Stem cell transcriptional profiles from mouse subspecies reveal cis-regulatory evolution at translation genes

Abstract

A key goal of evolutionary genomics is to harness molecular data to draw inferences about selective forces that have acted on genomes. The field progresses in large part through the development of advanced molecular-evolution analysis methods. Here we explored the intersection between classical sequence-based tests for selection and an empirical expression-based approach, using stem cells from Mus musculus subspecies as a model. Using a test of directional, cis-regulatory evolution across genes in pathways, we discovered a unique program of induction of translation genes in stem cells of the Southeast Asian mouse M. m. castaneus relative to its sister taxa. We then mined population-genomic sequences to pursue underlying regulatory mechanisms for this expression divergence, finding robust evidence for alleles unique to M. m. castaneus at the upstream regions of the translation genes. We interpret our data under a model of changes in lineage-specific pressures across Mus musculus in stem cells with high translational capacity. Our findings underscore the rigor of integrating expression and sequence-based methods to generate hypotheses about evolutionary events from long ago.

Fig. 1. Directional cis-regulatory variation in translation gene expression in stem cells between mouse subspecies.
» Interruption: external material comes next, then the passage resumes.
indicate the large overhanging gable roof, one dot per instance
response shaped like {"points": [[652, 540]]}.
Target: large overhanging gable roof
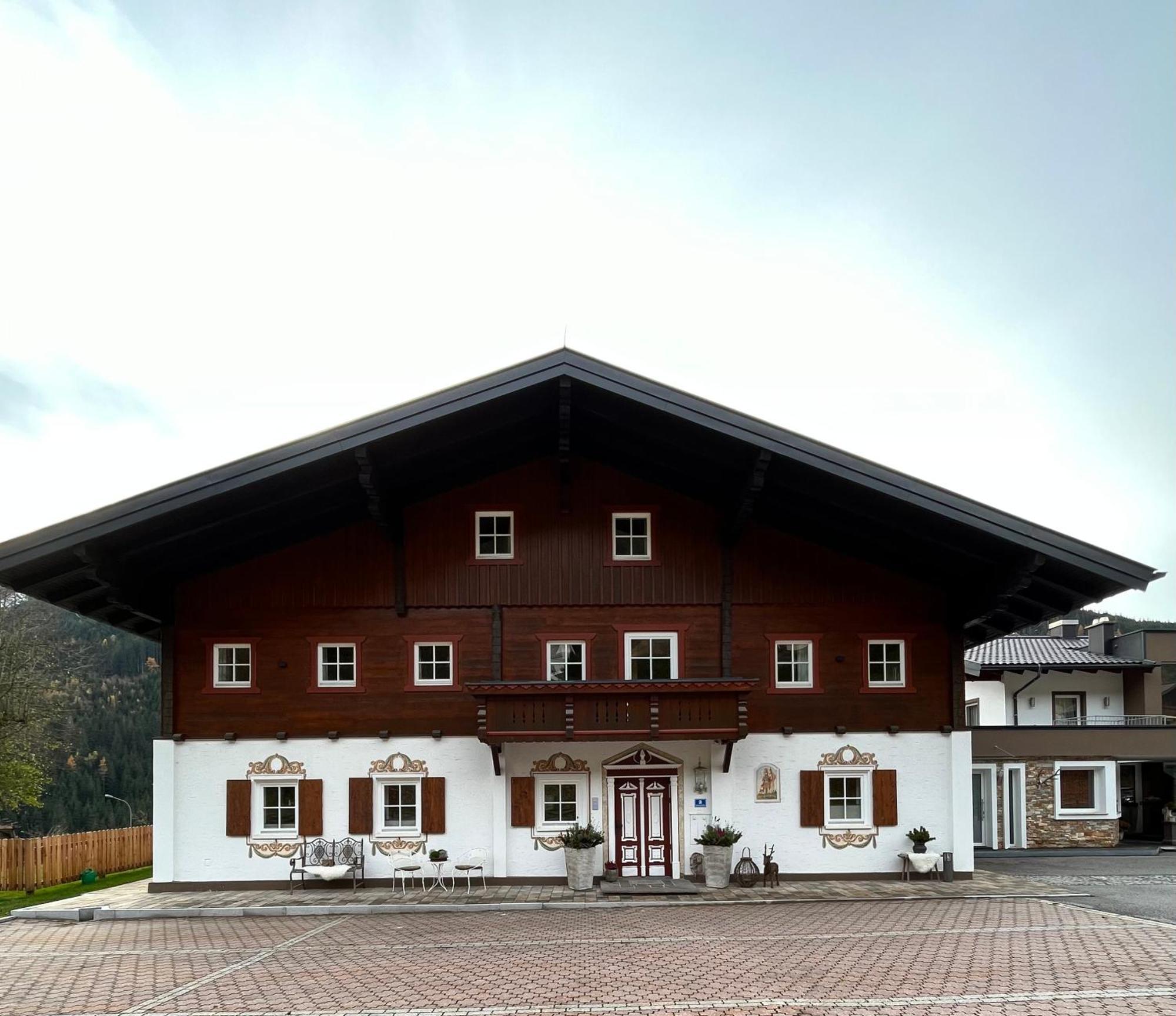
{"points": [[1000, 572]]}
A Results from analyses of differential allele-specific expression across genes from the Gene Ontology term GO:0006412, translation, in stem cells of F1 hybrids between CAST and either C57BL/6 (from Werner et al. 2017) or 129 (Marks et al. or this study) as indicated. The first and second rows report the percentage of translation genes in which the CAST allele was expressed higher or lower, respectively, than the allele of the other parent, and the third row reports the ratio of these quantities. B Each point reports allele-specific expression of a translation gene in CASTx129 hybrid stem cells cultured in this study: the x-axis reports the log₂ ratio of expression of the respective strain alleles, and the y-axis reports the log₁₀ of the significance of the difference (p-adj, adjusted p-value). Point colors report significance of differential allele-specific expression (red, adjusted p < 0.05; black, adjusted p > 0.05). Red and black text inlays report the percentage of translation genes where expression of the respective parental allele was higher with and without filtering for significance, respectively.
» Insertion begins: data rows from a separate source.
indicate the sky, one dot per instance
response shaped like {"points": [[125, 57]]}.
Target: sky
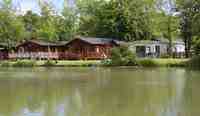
{"points": [[24, 5]]}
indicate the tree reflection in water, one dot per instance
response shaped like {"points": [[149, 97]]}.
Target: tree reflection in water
{"points": [[96, 92]]}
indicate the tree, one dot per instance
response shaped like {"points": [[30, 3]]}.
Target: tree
{"points": [[165, 23], [67, 24], [190, 11], [31, 23], [47, 29], [115, 19], [11, 27]]}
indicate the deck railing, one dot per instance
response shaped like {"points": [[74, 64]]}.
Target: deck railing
{"points": [[56, 55]]}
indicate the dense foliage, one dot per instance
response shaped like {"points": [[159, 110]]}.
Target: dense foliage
{"points": [[121, 56]]}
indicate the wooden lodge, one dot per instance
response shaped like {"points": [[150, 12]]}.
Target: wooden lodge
{"points": [[90, 48], [3, 51], [76, 49], [38, 49]]}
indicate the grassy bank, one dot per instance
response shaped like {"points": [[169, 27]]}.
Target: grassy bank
{"points": [[162, 62], [84, 63], [51, 63]]}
Fig. 2. Directional trans-regulatory variation in translation gene expression in stem cells between mouse subspecies.

A Data are as in Fig. 1A except that each column reports results from comparisons between homozygous CAST and homozygous 129 (this study or Skelly et al. 2020), C57BL/6 J, A/J, NZO/HILtJ, NOD/ShiLtJ, WSB/EiJ, or PWD/PhJ (Skelly et al. 2020) as indicated. B Data are as in Fig. 1B except that each point reports expression of a translation gene in a comparison between homozygous CAST and 129 stem cells.

Fig. 3. Signatures of species divergence and regulatory function of Ctr9 at translation genes.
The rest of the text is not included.